The city’s Labour group said children are “paying the price” of Tory and SNP failures, and a Labour government would “tackle poverty at its root by making work pay, cutting bills, growing our economy and reviewing Universal Credit”.

Cllr Aitken's motion, which expresses deep concern that “around one third of children in wards such as Calton and Southside Central are living in poverty”, also calls for the removal of the benefit cap and bedroom tax which are “currently mitigated by the Scottish Government”.

It states the “eradication of child poverty is not a commitment that can be achieved by the Scottish Government or by Glasgow City Council alone”.

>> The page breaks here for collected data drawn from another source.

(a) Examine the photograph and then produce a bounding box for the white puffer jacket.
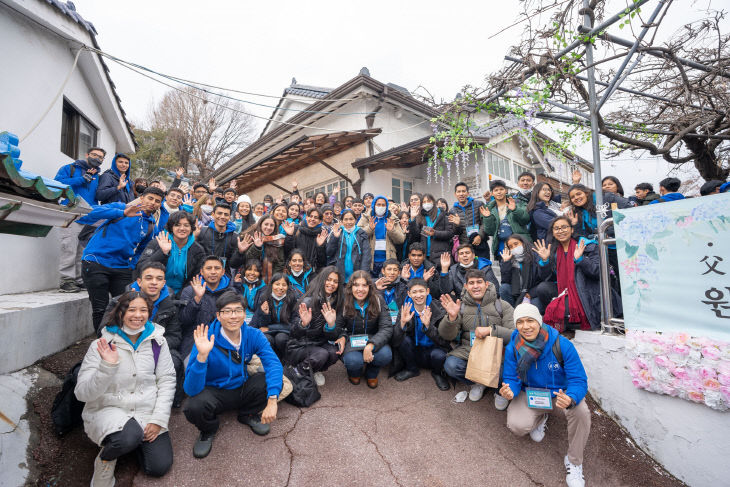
[75,324,176,446]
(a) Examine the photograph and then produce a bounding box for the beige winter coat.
[75,324,176,445]
[358,214,405,263]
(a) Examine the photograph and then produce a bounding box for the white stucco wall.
[573,331,730,487]
[0,5,124,294]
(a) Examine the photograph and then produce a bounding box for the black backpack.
[283,366,321,408]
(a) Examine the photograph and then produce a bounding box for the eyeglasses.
[89,152,106,160]
[219,308,245,317]
[553,225,572,232]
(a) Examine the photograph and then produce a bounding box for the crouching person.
[499,303,590,487]
[183,291,283,459]
[75,291,175,486]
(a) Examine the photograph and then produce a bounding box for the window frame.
[61,98,98,159]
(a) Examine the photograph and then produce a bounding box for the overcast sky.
[73,0,721,191]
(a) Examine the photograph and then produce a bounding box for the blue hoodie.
[370,196,390,263]
[649,192,685,204]
[79,202,156,268]
[130,282,170,320]
[95,154,133,204]
[184,318,283,397]
[503,325,588,406]
[54,159,99,206]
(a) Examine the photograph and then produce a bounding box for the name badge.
[466,224,479,237]
[245,310,254,325]
[350,335,369,350]
[470,331,476,346]
[374,240,387,251]
[526,388,553,410]
[220,257,227,269]
[388,301,399,325]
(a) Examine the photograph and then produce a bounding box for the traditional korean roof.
[284,83,332,99]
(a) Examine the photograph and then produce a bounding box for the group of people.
[56,147,729,487]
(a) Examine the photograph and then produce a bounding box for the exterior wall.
[0,7,121,294]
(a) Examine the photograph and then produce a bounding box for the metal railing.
[597,217,625,334]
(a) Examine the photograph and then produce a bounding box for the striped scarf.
[515,324,550,382]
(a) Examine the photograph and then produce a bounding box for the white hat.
[237,194,252,205]
[513,303,542,325]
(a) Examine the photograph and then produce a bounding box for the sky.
[72,0,721,192]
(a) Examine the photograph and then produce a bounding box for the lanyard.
[352,301,369,335]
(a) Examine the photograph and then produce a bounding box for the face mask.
[122,325,142,336]
[374,206,386,217]
[201,205,214,214]
[291,269,303,277]
[422,203,434,212]
[510,245,525,261]
[459,260,474,269]
[135,184,147,194]
[87,157,102,168]
[272,292,286,301]
[244,276,258,284]
[518,187,531,195]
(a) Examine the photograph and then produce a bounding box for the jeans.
[443,356,472,384]
[184,373,269,434]
[499,283,544,313]
[82,261,134,332]
[100,418,172,477]
[342,345,392,379]
[398,335,447,373]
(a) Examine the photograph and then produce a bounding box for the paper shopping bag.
[465,335,503,388]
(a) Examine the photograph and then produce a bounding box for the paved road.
[125,361,682,487]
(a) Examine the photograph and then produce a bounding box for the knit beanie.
[513,303,542,325]
[320,203,333,213]
[237,194,252,205]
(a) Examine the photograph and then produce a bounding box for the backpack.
[51,340,161,437]
[283,366,321,408]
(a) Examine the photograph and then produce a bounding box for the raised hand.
[368,216,376,231]
[96,338,118,364]
[191,275,206,303]
[440,252,451,272]
[574,239,586,260]
[291,180,298,190]
[282,221,295,235]
[400,304,414,328]
[234,272,243,283]
[193,324,215,361]
[208,177,217,191]
[260,300,270,314]
[316,228,328,246]
[565,208,578,226]
[499,382,514,401]
[253,231,264,247]
[183,193,193,206]
[385,218,394,232]
[193,221,202,238]
[479,205,491,217]
[401,264,411,280]
[553,389,573,409]
[507,197,516,211]
[238,233,254,253]
[123,203,143,218]
[156,232,173,255]
[298,302,312,327]
[332,222,342,237]
[375,277,388,291]
[482,190,492,201]
[572,169,582,184]
[448,213,460,226]
[117,173,127,190]
[532,239,551,261]
[229,179,237,190]
[410,206,419,219]
[421,306,432,328]
[424,266,436,282]
[175,167,185,179]
[500,247,512,262]
[440,294,461,320]
[321,302,336,326]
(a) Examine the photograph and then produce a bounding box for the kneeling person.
[183,292,283,459]
[499,303,590,487]
[392,279,450,390]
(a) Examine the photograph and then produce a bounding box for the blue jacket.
[184,318,283,398]
[95,154,133,204]
[649,192,685,204]
[503,326,588,406]
[79,203,156,268]
[54,159,99,205]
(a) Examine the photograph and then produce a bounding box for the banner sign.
[614,192,730,410]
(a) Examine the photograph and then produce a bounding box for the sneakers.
[59,280,82,293]
[239,414,270,436]
[313,372,325,387]
[468,384,486,402]
[91,451,116,487]
[494,393,509,411]
[394,369,420,382]
[530,414,549,442]
[564,456,585,487]
[193,431,215,458]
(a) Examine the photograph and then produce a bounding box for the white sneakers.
[468,384,486,402]
[564,455,585,487]
[529,414,549,442]
[494,393,509,411]
[313,372,325,387]
[91,451,116,487]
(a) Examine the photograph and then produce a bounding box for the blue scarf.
[409,264,425,279]
[286,217,300,225]
[130,282,169,320]
[339,226,360,282]
[405,295,434,347]
[424,209,440,257]
[272,296,284,322]
[372,197,389,263]
[106,321,155,350]
[243,279,265,311]
[287,269,312,295]
[204,274,230,293]
[166,233,195,293]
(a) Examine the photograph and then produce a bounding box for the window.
[391,178,412,204]
[513,163,535,182]
[61,99,98,159]
[487,152,511,181]
[304,178,348,202]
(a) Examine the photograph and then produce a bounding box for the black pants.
[169,349,184,404]
[286,343,338,372]
[100,418,173,477]
[533,281,558,312]
[183,373,269,434]
[265,332,289,360]
[398,335,447,373]
[82,261,133,331]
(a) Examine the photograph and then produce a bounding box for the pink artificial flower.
[654,355,674,370]
[702,346,722,361]
[699,367,717,380]
[718,374,730,386]
[671,345,690,356]
[672,367,689,380]
[673,333,690,345]
[703,378,722,391]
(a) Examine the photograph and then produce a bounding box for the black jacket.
[178,277,236,355]
[410,209,455,262]
[326,227,372,277]
[284,226,327,272]
[439,261,499,298]
[499,254,546,303]
[196,226,239,271]
[251,291,298,334]
[392,299,450,350]
[286,296,336,356]
[399,258,443,298]
[325,294,393,355]
[95,169,133,205]
[137,238,206,295]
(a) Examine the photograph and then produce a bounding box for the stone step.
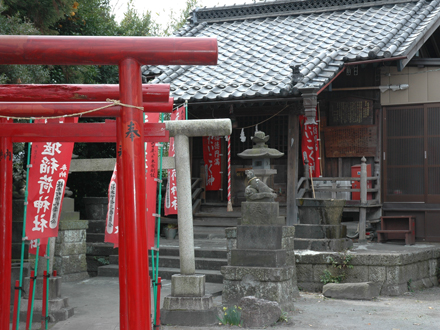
[86,233,105,243]
[87,220,107,233]
[86,242,118,256]
[98,265,223,283]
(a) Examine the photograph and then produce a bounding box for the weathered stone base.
[239,201,282,225]
[161,274,217,326]
[221,265,296,311]
[295,244,440,295]
[294,237,353,251]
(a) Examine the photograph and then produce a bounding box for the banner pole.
[17,134,33,330]
[153,112,165,326]
[45,242,50,329]
[28,240,40,329]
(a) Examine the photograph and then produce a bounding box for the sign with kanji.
[145,112,160,249]
[105,165,119,248]
[299,112,321,177]
[25,118,77,240]
[164,106,185,216]
[202,136,222,191]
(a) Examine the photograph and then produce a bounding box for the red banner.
[164,106,185,216]
[105,165,119,248]
[145,112,160,249]
[28,237,48,257]
[299,111,321,178]
[25,118,77,240]
[202,136,222,191]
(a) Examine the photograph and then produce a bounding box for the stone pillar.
[359,156,368,244]
[161,119,231,326]
[299,87,319,125]
[174,134,195,275]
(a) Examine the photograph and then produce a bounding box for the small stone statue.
[245,170,277,202]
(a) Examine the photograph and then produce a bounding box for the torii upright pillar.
[0,35,217,330]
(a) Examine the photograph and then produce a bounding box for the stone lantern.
[237,131,283,184]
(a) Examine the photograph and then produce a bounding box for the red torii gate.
[0,35,217,330]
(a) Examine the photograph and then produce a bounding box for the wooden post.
[287,111,299,225]
[359,156,367,244]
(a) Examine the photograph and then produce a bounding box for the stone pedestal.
[161,274,217,326]
[222,202,298,311]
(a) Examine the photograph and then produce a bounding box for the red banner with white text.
[25,118,77,241]
[299,111,321,177]
[202,136,222,191]
[164,106,185,216]
[145,112,160,249]
[105,165,119,248]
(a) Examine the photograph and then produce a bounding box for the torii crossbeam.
[0,35,217,330]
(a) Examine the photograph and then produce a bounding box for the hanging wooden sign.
[324,125,377,158]
[329,98,373,126]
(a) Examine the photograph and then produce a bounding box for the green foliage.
[0,3,50,83]
[277,309,289,323]
[407,279,413,292]
[3,0,74,33]
[119,0,159,36]
[320,253,354,285]
[93,256,110,265]
[217,305,242,326]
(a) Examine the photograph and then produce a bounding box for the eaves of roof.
[143,0,440,104]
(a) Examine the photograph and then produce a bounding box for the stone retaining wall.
[295,246,440,295]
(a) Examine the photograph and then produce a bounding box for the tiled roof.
[143,0,440,103]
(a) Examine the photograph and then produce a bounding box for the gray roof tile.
[144,0,440,102]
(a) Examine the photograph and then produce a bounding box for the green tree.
[2,0,76,34]
[0,2,50,83]
[160,0,199,36]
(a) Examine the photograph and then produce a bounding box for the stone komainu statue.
[244,170,277,202]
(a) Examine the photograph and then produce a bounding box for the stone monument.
[221,169,298,311]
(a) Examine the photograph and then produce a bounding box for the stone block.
[429,259,438,277]
[240,202,280,225]
[240,296,281,328]
[54,254,87,275]
[380,283,407,296]
[86,242,118,256]
[59,272,89,282]
[417,260,429,281]
[161,308,217,326]
[222,266,295,282]
[171,274,205,297]
[282,226,295,238]
[237,225,283,250]
[58,220,88,231]
[282,237,295,250]
[344,265,369,282]
[222,278,295,311]
[55,229,86,244]
[87,220,106,233]
[322,282,381,300]
[231,249,286,267]
[295,264,313,282]
[285,250,296,266]
[59,211,80,221]
[225,227,237,239]
[54,242,86,257]
[368,266,386,283]
[163,295,213,310]
[313,264,329,283]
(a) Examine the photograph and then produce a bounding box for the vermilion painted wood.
[0,36,218,66]
[119,58,151,330]
[0,120,12,329]
[0,98,174,117]
[116,118,128,330]
[0,122,168,143]
[0,84,170,103]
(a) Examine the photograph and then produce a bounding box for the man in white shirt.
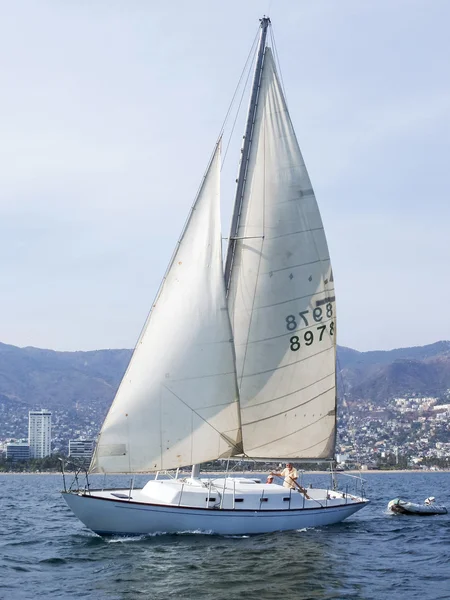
[272,463,298,489]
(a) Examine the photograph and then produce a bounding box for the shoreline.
[1,469,449,476]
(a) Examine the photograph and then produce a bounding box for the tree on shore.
[0,454,66,473]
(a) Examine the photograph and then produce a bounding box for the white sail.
[227,48,336,460]
[90,143,242,473]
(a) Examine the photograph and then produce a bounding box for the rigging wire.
[269,24,288,107]
[121,29,261,365]
[218,27,260,142]
[222,45,258,166]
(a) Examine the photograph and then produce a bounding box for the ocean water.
[1,472,449,600]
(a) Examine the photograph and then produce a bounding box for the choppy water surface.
[1,472,449,599]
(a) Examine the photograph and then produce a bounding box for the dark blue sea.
[1,472,449,600]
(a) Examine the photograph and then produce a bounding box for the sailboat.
[62,17,369,536]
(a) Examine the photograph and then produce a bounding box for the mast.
[224,16,270,293]
[190,18,270,480]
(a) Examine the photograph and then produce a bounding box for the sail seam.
[291,434,336,455]
[245,413,334,452]
[261,258,327,275]
[240,372,335,410]
[252,289,335,311]
[243,385,335,425]
[264,226,323,240]
[195,400,239,411]
[230,236,264,240]
[270,195,316,207]
[165,370,236,383]
[162,385,240,450]
[241,345,334,378]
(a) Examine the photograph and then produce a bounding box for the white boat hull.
[62,484,368,536]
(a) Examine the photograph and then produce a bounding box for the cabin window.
[206,497,216,502]
[260,498,269,502]
[234,498,244,503]
[283,497,290,501]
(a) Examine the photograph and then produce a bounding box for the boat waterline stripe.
[64,493,367,515]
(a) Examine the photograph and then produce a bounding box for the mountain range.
[1,340,450,416]
[338,341,450,404]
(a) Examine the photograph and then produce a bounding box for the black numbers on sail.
[285,305,333,333]
[313,307,323,322]
[285,315,297,331]
[285,302,334,351]
[290,336,300,351]
[304,331,314,346]
[287,321,335,352]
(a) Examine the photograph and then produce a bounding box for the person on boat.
[272,463,298,489]
[266,475,274,484]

Cllr Aitken said: “Every councillor in this city knows the stark extent of child poverty within our communities. Between a quarter and a third of Glasgow’s children currently live in relative poverty.

“That’s unacceptable and is why tackling it is a key city council policy. And while we’re making good progress in comparison to other major UK cities, there’s only so much we can do with the resources we have.

“Whoever is the next UK Government, they have a moral obligation to make the right choice and use the significant powers at their disposal to address this scourge, particularly as the direct connection between policies like the two-child cap and poverty rates is clear.

“For the well-being of Glasgow’s children it’s vital that the council speaks with one voice on this issue and ensures the next government listens and responds to the needs of our communities.”

Her motion invites the new Prime Minister to “examine and replicate the success of the Scottish Child Payment”. It also attributes progress on reducing child poverty to council schemes such as its holiday food programme.

Cllr Aitken will ask councillors to agree child poverty rates in the city are a “consequence of exclusionary social and fiscal policies pursued by UK governments” and that it is “entirely unnecessary for child poverty to exist in a modern advanced industrial economy such as the UK”.

A spokesperson for Glasgow Labour said: “Children are paying the price for 14 years of Tory failure and 17 years of SNP failure — it’s time for change.

“A Labour government in Westminster and in Holyrood will tackle poverty at its root by making work pay, cutting bills, growing our economy and reviewing Universal Credit.

“John Swinney, Humza Yousaf and Nicola Sturgeon have all broken their promises to the young people of Scotland, having presided over virtually static rates for children in poverty.

“The SNP must start using the powers it has to deliver on their moral and legal duty to tackle child poverty in Scotland.”